A number of limitations exist with this study. Co-morbid substance abuse, such as alcoholism or stimulant dependence could influence fMRI outcomes. Many of our subjects had a previous history of drug abuse or used illegal drugs recreationally. However, approximately equal numbers within the HIV− controls (11/25) and HIV+ subjects (10/26) met these criteria. Future studies investigating the interaction between substance abuse, HIV infection, and age are needed. Second, although our cross sectional cohort was modest in size; a larger sample may have demonstrated even greater differences. Despite somewhat large variability within HIV+ patients, observed effect sizes for fMRI measures were quite robust (). Longitudinal studies of older HIV+ patients are required to confirm these initial findings. Third, the impact of HAART on aging could not be analyzed as most of the older HIV+ subjects were on medications.
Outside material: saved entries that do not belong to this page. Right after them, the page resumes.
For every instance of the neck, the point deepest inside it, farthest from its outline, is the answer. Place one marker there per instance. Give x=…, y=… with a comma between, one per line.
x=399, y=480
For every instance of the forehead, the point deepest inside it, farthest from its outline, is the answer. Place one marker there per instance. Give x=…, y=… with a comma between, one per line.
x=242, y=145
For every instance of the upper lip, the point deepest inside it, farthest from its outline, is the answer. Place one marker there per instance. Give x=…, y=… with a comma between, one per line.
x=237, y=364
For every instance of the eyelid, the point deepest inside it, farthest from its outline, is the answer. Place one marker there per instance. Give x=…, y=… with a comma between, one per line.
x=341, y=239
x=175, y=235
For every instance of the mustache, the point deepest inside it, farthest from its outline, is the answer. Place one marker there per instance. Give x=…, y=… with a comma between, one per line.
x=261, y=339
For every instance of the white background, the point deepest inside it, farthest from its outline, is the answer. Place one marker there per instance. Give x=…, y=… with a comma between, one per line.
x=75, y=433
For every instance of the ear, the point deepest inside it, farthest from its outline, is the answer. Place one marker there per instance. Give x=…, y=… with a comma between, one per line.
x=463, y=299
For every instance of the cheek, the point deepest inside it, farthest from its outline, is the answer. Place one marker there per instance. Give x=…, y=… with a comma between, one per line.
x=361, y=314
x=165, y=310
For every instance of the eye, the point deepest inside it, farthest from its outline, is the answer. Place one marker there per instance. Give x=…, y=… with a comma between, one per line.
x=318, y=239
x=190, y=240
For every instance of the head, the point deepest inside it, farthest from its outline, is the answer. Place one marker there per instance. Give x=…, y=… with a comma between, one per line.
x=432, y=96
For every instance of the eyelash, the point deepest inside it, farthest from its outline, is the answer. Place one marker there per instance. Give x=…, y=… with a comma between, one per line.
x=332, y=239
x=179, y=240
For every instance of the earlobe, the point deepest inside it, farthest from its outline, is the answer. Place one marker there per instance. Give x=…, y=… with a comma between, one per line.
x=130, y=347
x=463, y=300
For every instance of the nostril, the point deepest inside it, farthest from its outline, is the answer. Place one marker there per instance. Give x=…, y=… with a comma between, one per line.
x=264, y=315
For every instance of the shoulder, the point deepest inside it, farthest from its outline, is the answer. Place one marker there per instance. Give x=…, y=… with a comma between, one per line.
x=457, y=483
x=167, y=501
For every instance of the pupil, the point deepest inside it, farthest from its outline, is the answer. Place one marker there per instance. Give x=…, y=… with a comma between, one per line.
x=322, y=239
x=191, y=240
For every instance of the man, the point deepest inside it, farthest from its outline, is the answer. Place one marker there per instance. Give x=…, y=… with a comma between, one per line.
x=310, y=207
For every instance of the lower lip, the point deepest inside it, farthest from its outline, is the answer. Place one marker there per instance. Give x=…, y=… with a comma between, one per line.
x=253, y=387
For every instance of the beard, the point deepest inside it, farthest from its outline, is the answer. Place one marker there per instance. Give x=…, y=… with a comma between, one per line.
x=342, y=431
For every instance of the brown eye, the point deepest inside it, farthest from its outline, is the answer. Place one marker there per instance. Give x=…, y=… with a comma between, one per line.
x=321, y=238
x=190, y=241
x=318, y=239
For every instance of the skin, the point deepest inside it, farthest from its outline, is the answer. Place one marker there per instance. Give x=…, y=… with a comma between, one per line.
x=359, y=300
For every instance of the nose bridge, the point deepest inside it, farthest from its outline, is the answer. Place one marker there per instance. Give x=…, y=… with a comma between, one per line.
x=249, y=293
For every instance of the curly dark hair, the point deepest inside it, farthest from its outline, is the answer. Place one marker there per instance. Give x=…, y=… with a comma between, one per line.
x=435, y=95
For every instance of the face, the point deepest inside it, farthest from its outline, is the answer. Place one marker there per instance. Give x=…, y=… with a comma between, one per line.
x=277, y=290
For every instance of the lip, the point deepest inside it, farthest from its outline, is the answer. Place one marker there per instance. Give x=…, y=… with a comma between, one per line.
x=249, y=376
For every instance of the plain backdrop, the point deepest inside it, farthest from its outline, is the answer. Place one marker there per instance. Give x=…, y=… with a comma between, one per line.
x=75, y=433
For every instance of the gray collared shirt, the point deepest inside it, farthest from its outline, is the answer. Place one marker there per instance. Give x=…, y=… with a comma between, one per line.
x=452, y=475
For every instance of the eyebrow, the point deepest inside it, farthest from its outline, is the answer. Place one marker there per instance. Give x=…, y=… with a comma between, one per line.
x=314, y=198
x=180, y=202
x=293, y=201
Prospective studies within older HIV+ subjects are needed to address the appropriateness of current HAART regimens, susceptibility to HAART side effects, and the potential for increased vulnerability to adverse drug reactions due to aging.
Despite these limitations our results highlight the potential role for fMRI in the evaluation of possible impact of HIV and aging on brain function. We found that both HIV-infection and advancing age challenge brain perfusion and functional metabolic pathways within the visual cortex. This may represent diminished capacity and functional frailty within this brain region of HIV+ and older adults. We are not advocating the routine use of fMRI for routine diagnostic evaluation of HIV+ subjects due to its relatively limited availability and expense. However, non-invasive fMRI in research settings could provide valuable information concerning basic pathophysiology of HIV in certain brain areas; the potential neurotoxic actions of HAART; and assist in the evaluation of neuroprotective therapeutic strategies for older HIV+ subjects.